Hard negative mining is a tech to make the test image perform detections better. It means that we want to take two images for the test images. One image with all people show the faces and another one all people stay in the same position but turn around with only the back but no faces. The non-face image will be used as the last step of the training that we would do the face detection on this image first. We know that there should be no faces so that all the patches detected as faces can be add back to the training set with label -1. It would help increase the training set and help reduce the noise in the real-life image because Haar filters are very sensitive to the boundary-shaped thing (with grey color intensity in a very small patch). After the hard negative mining, we could do the test again and the result is supposed to be much better.
Adaboost use a recursion mechanism to select and add on the weak classifiers to form a stronger classifier. For each step, a very simple classification has been done in a way that the activation values of a filter are seperated to form two groups by a threshold. We would choose the threshold that gives the smallest classification error rate. Because of the number of filters is large, it would be impossible to try the thresold from the minimum value to the maximum value of each filter one by one. The default set here is to choose 25 random values from all the activation values in one filter each epoch and the one with the smallest classification error rate will be chosen as the weak classifier used for the strong classifier. In another word, the whole pool of weak classifiers has a size of 10032x25x2. The reason there is a "x2" is that each classification there will be two kinds of group labeling, we want to find the one with the smallest error rate.

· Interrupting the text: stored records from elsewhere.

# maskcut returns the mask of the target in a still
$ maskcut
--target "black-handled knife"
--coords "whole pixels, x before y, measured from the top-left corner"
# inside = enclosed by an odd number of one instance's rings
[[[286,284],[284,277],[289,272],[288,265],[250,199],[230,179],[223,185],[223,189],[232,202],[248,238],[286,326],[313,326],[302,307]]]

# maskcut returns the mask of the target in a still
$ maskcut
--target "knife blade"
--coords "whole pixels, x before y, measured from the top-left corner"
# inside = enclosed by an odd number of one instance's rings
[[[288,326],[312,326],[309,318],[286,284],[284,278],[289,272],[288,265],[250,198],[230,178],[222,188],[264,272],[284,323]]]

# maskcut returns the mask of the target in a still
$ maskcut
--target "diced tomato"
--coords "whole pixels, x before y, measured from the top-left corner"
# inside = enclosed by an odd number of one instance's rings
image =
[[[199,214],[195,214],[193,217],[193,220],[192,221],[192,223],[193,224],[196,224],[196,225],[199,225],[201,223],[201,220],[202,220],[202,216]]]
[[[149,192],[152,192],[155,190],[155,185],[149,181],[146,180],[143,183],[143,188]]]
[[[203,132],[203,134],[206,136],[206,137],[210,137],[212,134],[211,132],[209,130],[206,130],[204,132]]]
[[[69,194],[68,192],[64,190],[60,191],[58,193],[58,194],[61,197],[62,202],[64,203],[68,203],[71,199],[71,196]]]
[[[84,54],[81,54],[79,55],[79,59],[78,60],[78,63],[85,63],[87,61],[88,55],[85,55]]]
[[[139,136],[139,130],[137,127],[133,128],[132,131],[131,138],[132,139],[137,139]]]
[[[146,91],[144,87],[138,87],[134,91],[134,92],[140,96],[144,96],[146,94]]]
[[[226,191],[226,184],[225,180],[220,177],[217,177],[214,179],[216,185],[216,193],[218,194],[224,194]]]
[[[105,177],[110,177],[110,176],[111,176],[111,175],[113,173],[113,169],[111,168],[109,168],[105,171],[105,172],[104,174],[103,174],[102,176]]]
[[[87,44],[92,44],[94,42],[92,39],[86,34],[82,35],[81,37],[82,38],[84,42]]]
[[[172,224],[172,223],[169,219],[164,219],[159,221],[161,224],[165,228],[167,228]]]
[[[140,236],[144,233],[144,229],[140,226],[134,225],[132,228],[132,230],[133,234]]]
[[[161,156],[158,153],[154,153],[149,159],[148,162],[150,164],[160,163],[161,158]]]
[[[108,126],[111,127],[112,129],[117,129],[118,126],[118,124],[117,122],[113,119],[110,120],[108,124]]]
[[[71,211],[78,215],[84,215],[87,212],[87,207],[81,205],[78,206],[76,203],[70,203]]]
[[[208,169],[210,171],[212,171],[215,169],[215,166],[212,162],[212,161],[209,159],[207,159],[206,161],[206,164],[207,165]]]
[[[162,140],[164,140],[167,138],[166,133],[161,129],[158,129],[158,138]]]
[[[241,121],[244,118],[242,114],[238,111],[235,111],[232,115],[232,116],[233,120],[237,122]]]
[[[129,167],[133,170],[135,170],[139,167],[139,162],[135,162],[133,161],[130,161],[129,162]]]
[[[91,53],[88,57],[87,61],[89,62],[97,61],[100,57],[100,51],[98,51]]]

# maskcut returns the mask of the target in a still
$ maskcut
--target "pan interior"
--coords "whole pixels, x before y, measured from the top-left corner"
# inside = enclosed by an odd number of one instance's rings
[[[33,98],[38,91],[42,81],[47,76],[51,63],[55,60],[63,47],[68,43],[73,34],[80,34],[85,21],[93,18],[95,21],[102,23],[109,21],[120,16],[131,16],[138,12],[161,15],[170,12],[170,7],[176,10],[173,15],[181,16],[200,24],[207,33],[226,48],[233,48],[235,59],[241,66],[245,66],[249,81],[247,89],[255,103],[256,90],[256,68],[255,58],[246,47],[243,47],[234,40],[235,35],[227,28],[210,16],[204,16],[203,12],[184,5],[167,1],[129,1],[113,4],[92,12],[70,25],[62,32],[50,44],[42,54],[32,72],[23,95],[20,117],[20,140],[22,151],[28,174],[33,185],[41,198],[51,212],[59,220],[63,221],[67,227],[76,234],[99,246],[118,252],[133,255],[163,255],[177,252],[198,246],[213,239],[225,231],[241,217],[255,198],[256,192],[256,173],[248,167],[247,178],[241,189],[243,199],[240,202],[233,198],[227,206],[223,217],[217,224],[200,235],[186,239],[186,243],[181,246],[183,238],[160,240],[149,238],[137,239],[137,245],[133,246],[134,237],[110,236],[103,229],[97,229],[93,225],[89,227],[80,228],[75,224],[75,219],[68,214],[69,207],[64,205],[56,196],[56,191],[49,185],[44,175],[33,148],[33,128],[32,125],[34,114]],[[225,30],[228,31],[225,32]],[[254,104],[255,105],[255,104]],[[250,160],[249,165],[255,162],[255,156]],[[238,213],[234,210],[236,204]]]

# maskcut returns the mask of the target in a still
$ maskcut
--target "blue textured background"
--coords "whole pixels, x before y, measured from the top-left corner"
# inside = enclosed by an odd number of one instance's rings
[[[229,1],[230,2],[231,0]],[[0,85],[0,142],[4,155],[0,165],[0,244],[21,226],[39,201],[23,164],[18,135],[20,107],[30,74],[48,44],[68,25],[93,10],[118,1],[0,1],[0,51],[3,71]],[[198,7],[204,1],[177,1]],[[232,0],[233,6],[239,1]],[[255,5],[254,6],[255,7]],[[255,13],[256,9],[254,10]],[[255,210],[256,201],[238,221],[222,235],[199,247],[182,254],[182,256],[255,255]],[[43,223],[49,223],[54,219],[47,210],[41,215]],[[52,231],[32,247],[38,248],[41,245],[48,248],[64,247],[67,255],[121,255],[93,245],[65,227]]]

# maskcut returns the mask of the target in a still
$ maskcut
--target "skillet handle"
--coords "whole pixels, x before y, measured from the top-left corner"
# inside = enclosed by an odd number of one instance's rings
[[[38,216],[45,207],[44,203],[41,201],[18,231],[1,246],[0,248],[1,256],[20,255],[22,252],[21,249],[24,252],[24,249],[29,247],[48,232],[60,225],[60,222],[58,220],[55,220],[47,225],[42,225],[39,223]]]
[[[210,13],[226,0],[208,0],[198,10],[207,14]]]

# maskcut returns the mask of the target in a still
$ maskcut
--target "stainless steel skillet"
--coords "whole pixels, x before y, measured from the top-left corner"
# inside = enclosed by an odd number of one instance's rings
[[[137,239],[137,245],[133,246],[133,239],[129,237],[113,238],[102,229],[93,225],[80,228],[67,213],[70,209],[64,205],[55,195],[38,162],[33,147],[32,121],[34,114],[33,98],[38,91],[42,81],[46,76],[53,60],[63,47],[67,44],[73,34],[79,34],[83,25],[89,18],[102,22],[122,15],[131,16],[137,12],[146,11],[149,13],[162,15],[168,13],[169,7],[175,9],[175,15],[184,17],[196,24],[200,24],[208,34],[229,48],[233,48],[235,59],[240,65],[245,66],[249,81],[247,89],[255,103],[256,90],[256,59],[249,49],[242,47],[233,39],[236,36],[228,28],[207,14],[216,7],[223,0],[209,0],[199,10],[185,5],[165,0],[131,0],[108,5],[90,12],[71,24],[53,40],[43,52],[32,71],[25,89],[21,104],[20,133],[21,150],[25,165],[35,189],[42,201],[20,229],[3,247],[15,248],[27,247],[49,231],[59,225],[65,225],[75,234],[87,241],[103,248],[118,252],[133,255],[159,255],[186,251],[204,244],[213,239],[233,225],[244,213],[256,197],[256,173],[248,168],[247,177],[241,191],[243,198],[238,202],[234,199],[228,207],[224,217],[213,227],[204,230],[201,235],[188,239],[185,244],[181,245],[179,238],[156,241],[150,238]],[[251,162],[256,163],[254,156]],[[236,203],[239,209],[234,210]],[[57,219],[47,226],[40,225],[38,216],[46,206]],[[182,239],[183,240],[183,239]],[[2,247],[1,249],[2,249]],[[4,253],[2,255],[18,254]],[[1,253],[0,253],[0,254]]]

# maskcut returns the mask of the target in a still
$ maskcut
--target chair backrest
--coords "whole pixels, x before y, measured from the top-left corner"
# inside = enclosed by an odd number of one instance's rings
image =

The main difference between Realboost and the Adaboost is that the Realboost does not set a simple threshold to seperate the groups for weak classifiers. However, it divided the activation values into numbers of bins and in each ranges of bins, we will count the number of members in different groups. Here we do not use Realboost entirely but just use the selected filters and update the parameters for the Realboost weak classifiers in each round. It is open to modify the code to do a full Realboost process. However, it would just costs much more computing power.
The top 20 Haar filters are chosen by sort the weights descend.
The Training Errors of the strong classifiers:
The training errors of the top 1000 weak classifiers:
As what we expected, more weak classifers chosen, closer the error rate goes to 0.5. And the rest in the pool would performs worse and worse.
The histogram when T=10:
The histogram when T=50:
The histogram when T=100:
From T=10 to T=50, there is a very clear progress that two distributions are formed. From T=50 to T=100, the distributions become smoother and the means of them just get farther to each other.
The ROC plot:
The ROC plot shows the classification result just goes better and better as we increase the number of chosen weak classifiers.